Mike Baird broke Sydney. Thanks to Sydney’s Lockout Laws, night life hot spots are turning into ghost towns. I believe drinks like craft beer and cider can save the day.
Let’s go back to the start. Sydney was the envy of the world. Yes, I’m biased I live here. Sydney has great weather, endless beaches and a harbor that has to be seen to be believed. Sydney-siders work hard so they can play harder. The city is the after work playground. Oxford street is the home of the famous Mardi Gras. Then there’s King’s Cross. King’s Cross has long been the place to party. It’s close to the naval dock so it was the first port of call for sailors on shore leave. Today it’s the first place many backpackers hit when they arrive in Sydney.
Unfortunately, the media and the politicians would have you believe these parts of town are also hot-spots for alcohol fueled violence. Sydney’s Lockout laws mean that you can’t enter a venue after 1:30am and last drinks are at 3am.
The final straw, for me at least, happened over the weekend when police questioned the manager of an inner city wine bar for promoting “unsavoury behaviour” because he had a chalk board listing the types of wine they sold by the glass. Nobody goes to a wine bar with the express purpose of drinking to get drunk.
Over the last few days, State Premier, Mike Baird has been copping it left, right and centre for these laws. It’s become clear he’s not interested in fixing these laws. So is there another way we can bring Sydney back to life?
Recently I was in The Cross for a mate’s bucks. We tried a sports bar, the perfect place for nice craft beer or dry cider. We were stuck with a boring mass market lager. Next we tried a club. $20 to get in the door. The place wasn’t busy; we knew they were needing the business so we all haggled at the door. The $20 got us entry and a free drink. The drink was a cinnamon whiskey and yes it was the worst thing I’ve every drunk. By this stage we were all wanting something decent. Maybe an Old Fashioned cocktail or a nice G&T. No dice, our choices where boring lager or a vodka and sugar drink. On top of that, the DJ was terrible, OK he wasn’t playing my style of music but his skills were lacking with less flow than a jar of cold honey.
No wonder people aren’t going to the clubs. Overpriced entry, boring drinks and bad music. In the past you’d pay your entry fee, go in have 1 drink realise it wasn’t happening there and try somewhere else. Rise and repeat. Eventually, after a few venues and a few bad drinks you would settle into a club to dance the night away. Low on cash you would buy anything, which is lucky because the choices were lacking. You can see why people get angry, it’s a ridiculous system. Anger with a skin full of cheaply made vodka and lager is a bad mix.

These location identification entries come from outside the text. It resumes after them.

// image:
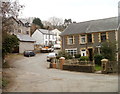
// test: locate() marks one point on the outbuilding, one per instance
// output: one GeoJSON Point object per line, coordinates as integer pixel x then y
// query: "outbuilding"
{"type": "Point", "coordinates": [25, 43]}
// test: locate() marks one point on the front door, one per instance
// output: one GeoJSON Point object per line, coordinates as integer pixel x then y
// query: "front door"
{"type": "Point", "coordinates": [90, 54]}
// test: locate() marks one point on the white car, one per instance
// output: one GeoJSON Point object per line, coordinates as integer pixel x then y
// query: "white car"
{"type": "Point", "coordinates": [50, 56]}
{"type": "Point", "coordinates": [57, 46]}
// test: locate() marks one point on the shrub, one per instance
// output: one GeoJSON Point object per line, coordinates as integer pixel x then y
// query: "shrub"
{"type": "Point", "coordinates": [98, 58]}
{"type": "Point", "coordinates": [70, 57]}
{"type": "Point", "coordinates": [63, 54]}
{"type": "Point", "coordinates": [77, 55]}
{"type": "Point", "coordinates": [84, 58]}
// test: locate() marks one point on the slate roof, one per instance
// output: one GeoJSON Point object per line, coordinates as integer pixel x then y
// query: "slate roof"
{"type": "Point", "coordinates": [25, 38]}
{"type": "Point", "coordinates": [44, 31]}
{"type": "Point", "coordinates": [100, 25]}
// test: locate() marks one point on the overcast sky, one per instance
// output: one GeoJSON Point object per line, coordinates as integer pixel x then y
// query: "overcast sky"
{"type": "Point", "coordinates": [77, 10]}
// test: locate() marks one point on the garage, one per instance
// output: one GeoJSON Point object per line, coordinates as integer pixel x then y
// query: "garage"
{"type": "Point", "coordinates": [25, 43]}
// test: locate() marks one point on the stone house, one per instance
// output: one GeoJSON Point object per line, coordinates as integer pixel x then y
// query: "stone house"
{"type": "Point", "coordinates": [18, 27]}
{"type": "Point", "coordinates": [57, 33]}
{"type": "Point", "coordinates": [85, 38]}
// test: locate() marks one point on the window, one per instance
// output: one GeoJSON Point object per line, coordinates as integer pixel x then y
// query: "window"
{"type": "Point", "coordinates": [103, 37]}
{"type": "Point", "coordinates": [70, 40]}
{"type": "Point", "coordinates": [46, 43]}
{"type": "Point", "coordinates": [27, 32]}
{"type": "Point", "coordinates": [45, 36]}
{"type": "Point", "coordinates": [72, 51]}
{"type": "Point", "coordinates": [83, 52]}
{"type": "Point", "coordinates": [82, 39]}
{"type": "Point", "coordinates": [19, 31]}
{"type": "Point", "coordinates": [89, 38]}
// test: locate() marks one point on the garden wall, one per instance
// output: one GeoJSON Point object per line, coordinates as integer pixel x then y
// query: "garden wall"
{"type": "Point", "coordinates": [80, 68]}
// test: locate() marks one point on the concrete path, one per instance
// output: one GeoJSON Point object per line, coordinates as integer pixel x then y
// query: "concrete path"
{"type": "Point", "coordinates": [32, 75]}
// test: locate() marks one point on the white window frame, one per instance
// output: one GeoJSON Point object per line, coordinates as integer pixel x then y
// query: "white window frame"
{"type": "Point", "coordinates": [83, 51]}
{"type": "Point", "coordinates": [81, 38]}
{"type": "Point", "coordinates": [70, 38]}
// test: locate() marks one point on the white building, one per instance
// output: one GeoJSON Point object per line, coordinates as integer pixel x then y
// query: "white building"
{"type": "Point", "coordinates": [44, 37]}
{"type": "Point", "coordinates": [57, 33]}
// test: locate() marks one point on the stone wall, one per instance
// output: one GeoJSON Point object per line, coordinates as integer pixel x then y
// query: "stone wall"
{"type": "Point", "coordinates": [80, 68]}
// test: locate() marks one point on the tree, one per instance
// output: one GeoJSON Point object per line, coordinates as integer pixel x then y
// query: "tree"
{"type": "Point", "coordinates": [108, 50]}
{"type": "Point", "coordinates": [10, 42]}
{"type": "Point", "coordinates": [67, 22]}
{"type": "Point", "coordinates": [55, 21]}
{"type": "Point", "coordinates": [9, 9]}
{"type": "Point", "coordinates": [38, 22]}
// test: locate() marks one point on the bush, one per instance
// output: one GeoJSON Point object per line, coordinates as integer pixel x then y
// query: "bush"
{"type": "Point", "coordinates": [98, 58]}
{"type": "Point", "coordinates": [64, 54]}
{"type": "Point", "coordinates": [77, 55]}
{"type": "Point", "coordinates": [84, 58]}
{"type": "Point", "coordinates": [9, 43]}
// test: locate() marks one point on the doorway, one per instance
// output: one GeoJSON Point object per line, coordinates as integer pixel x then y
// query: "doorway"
{"type": "Point", "coordinates": [90, 51]}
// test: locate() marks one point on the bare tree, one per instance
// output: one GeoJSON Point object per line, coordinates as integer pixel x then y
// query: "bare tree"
{"type": "Point", "coordinates": [9, 9]}
{"type": "Point", "coordinates": [56, 21]}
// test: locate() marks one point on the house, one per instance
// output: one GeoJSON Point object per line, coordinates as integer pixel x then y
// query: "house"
{"type": "Point", "coordinates": [44, 37]}
{"type": "Point", "coordinates": [85, 38]}
{"type": "Point", "coordinates": [57, 33]}
{"type": "Point", "coordinates": [25, 43]}
{"type": "Point", "coordinates": [16, 26]}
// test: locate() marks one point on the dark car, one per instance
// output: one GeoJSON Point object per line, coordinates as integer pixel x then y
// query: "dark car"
{"type": "Point", "coordinates": [29, 53]}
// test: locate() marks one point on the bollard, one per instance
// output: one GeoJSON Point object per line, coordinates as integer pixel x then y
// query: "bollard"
{"type": "Point", "coordinates": [62, 61]}
{"type": "Point", "coordinates": [104, 66]}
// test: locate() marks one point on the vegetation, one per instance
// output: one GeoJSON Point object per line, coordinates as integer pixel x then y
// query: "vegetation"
{"type": "Point", "coordinates": [8, 45]}
{"type": "Point", "coordinates": [84, 58]}
{"type": "Point", "coordinates": [98, 58]}
{"type": "Point", "coordinates": [4, 82]}
{"type": "Point", "coordinates": [77, 55]}
{"type": "Point", "coordinates": [108, 50]}
{"type": "Point", "coordinates": [38, 22]}
{"type": "Point", "coordinates": [98, 67]}
{"type": "Point", "coordinates": [64, 54]}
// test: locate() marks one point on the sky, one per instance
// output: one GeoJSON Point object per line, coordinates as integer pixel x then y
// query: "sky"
{"type": "Point", "coordinates": [77, 10]}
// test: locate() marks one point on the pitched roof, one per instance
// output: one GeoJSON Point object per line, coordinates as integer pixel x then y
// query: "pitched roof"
{"type": "Point", "coordinates": [44, 31]}
{"type": "Point", "coordinates": [100, 25]}
{"type": "Point", "coordinates": [25, 38]}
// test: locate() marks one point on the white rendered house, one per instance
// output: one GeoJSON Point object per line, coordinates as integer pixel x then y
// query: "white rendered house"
{"type": "Point", "coordinates": [44, 37]}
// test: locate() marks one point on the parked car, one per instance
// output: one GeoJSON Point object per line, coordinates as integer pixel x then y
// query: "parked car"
{"type": "Point", "coordinates": [57, 46]}
{"type": "Point", "coordinates": [47, 49]}
{"type": "Point", "coordinates": [50, 56]}
{"type": "Point", "coordinates": [29, 53]}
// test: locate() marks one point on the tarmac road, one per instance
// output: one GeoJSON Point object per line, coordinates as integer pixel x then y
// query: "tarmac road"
{"type": "Point", "coordinates": [32, 75]}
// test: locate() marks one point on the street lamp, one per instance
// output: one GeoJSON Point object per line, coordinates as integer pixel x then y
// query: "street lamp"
{"type": "Point", "coordinates": [98, 49]}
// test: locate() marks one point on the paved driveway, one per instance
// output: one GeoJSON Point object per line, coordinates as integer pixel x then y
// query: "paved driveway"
{"type": "Point", "coordinates": [32, 75]}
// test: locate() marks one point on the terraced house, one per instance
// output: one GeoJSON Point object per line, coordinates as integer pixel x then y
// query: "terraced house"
{"type": "Point", "coordinates": [86, 37]}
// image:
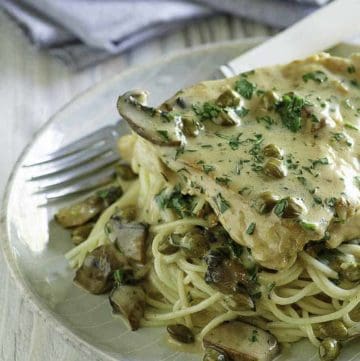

Sydney’s Lockout Laws need to be scrapped. It’s madness that selling wine by the glass can warrant a visit by the police. If you slow your drinking down to savour the taste you’re going to consume a lower total volume. Reducing the adverse health and social effects.
The State Government should be encouraging specialty bars. New York has seen a growth in breweries with tasting rooms. These places are half way between a brewery and a cafe. People go there to enjoy a flight (a paddle as we call them here, normally 6 small sample glasses of different beers) and enjoy the company of friends. These patrons are not wanting get into a drunken punch up that would be disrespectful to the craftsmen making the beer. Similar establishments have opened specializing in spirits, wines and of course ciders. Local laws have created this vibrant industry and a safe drinking culture. Sydney has the expert brewers and we have the fans, we just need the laws to bring them together.
How to Fix Sydney’s Lockout Laws
- Scrap the laws preventing people from entering a venue late at night. If a punter thinks a venue is crap they will be able to find a better place. The bad places will die out and the cream will rise to the top.
- Ban entry fees on venues. If an establishment can’t be profitable without an entry fee then they need to improve their product. Offer more choice of drinks and better music.
- Encourage smaller venues that favor quality over quantity, like New York’s brewpubs and brewery tap rooms or Melbourne’s wine bars. This will have a knock on effect of creating local jobs in making the local drinks.